Bisnis.com, JAKARTA--Besarnya beban yang ditanggung dan manajemen risiko yang kurang mumpuni dinilai sebagai penyebab utama tutupnya jaringan convenience store 7-Eleven di Indonesia.
Executive Director PPM Manajemen Bramantyo Djohanputro mengatakan jika regulasi yang dituding sebagai penyebab, maka mestinya ada bisnis lain denga model serupa Sevel yang juga tutup. Namun, hal ini tidak terjadi.
"7-Eleven (Seven Eleven/Sevel) high cost. Orang hanya nongkrong. Sehingga, kurang pas kelihatannya dengan modal kerja dan tingkat profitabilitas," sebut dia dalam kunjungannya ke Redaksi Bisnis Indonesia, Kamis (6/7/2017).
Bram menerangkan perusahaan yang memunyai fixed cost tinggi biasanya memiliki risiko yang besar. Dalam kasus Sevel, beberapa hal yang menjadi masalah adalah produk siap saji yang ditawarkan mempunyai risiko tidak terjual, waktu operasional hingga 24 jam, dan konsumen lebih banyak nongkrong.
"Selama dia tidak mampu mendorong penjualan, pasti kedodoran," tutur dia.
Selain itu, manajemen jaringan convenience store itu pun dipandang kurang mampu beradaptasi dalam bisnis ritel modern.
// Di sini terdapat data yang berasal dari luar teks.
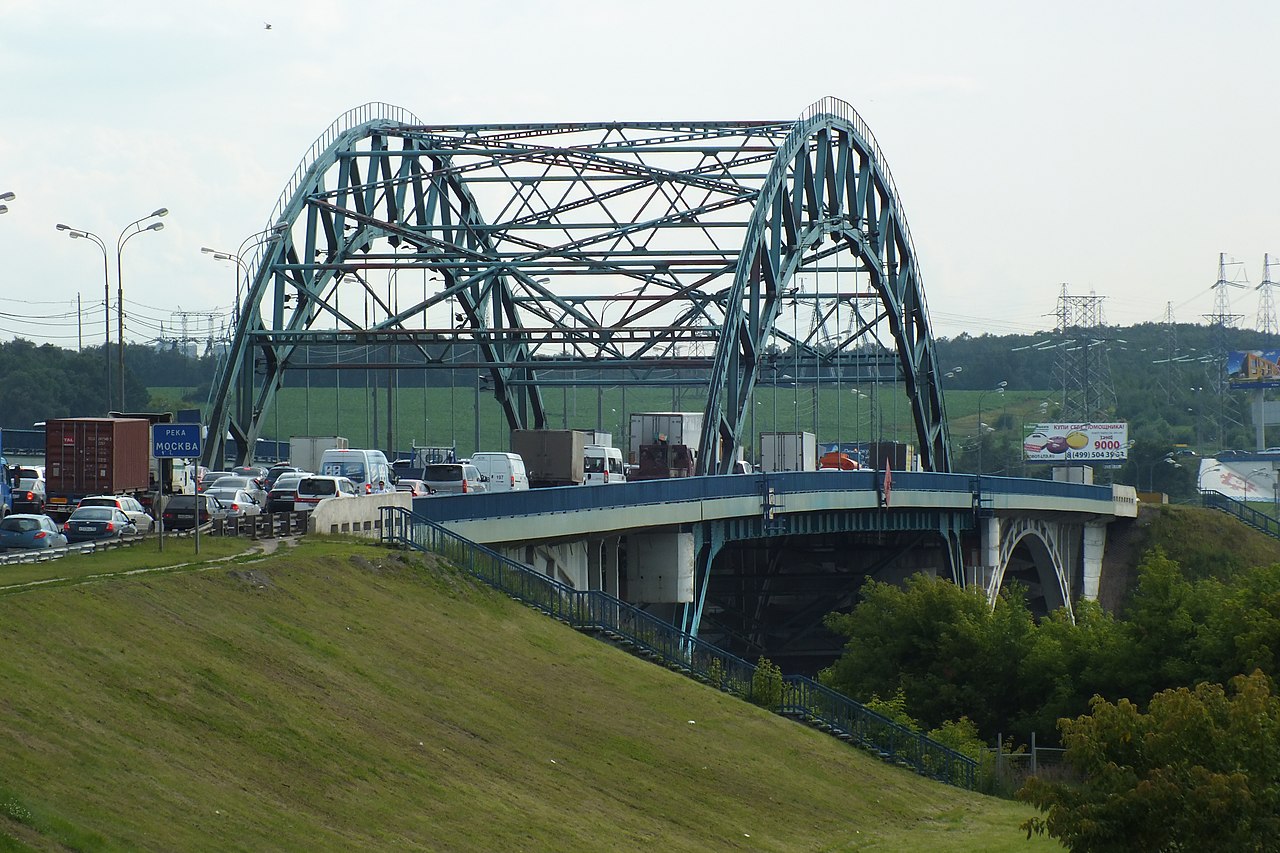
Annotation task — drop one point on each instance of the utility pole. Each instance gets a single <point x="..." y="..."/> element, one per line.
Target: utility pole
<point x="1221" y="319"/>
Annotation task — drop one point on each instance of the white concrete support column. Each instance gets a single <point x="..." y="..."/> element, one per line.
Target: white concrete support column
<point x="988" y="557"/>
<point x="1095" y="543"/>
<point x="594" y="578"/>
<point x="609" y="569"/>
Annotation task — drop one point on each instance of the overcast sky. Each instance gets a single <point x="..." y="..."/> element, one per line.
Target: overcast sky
<point x="1116" y="147"/>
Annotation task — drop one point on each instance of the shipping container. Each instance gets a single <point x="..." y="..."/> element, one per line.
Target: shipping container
<point x="95" y="456"/>
<point x="682" y="428"/>
<point x="552" y="456"/>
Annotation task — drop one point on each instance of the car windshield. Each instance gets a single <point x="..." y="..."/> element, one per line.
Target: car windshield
<point x="312" y="487"/>
<point x="352" y="470"/>
<point x="94" y="514"/>
<point x="223" y="495"/>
Seperti diketahui, pengelola Sevel yaitu PT Modern Internasional Tbk. (MDRN) awalnya bergerak dalam distribusi Fuji Film di Indonesia. Sebelum memutuskan menutup Sevel, perseroan sebenarnya berencana menjualnya ke PT Charoen Pokphand Indonesia Tbk. (CPIN) dengan nilai Rp1 triliun. Namun, rencana transaksi itu akhirnya batal.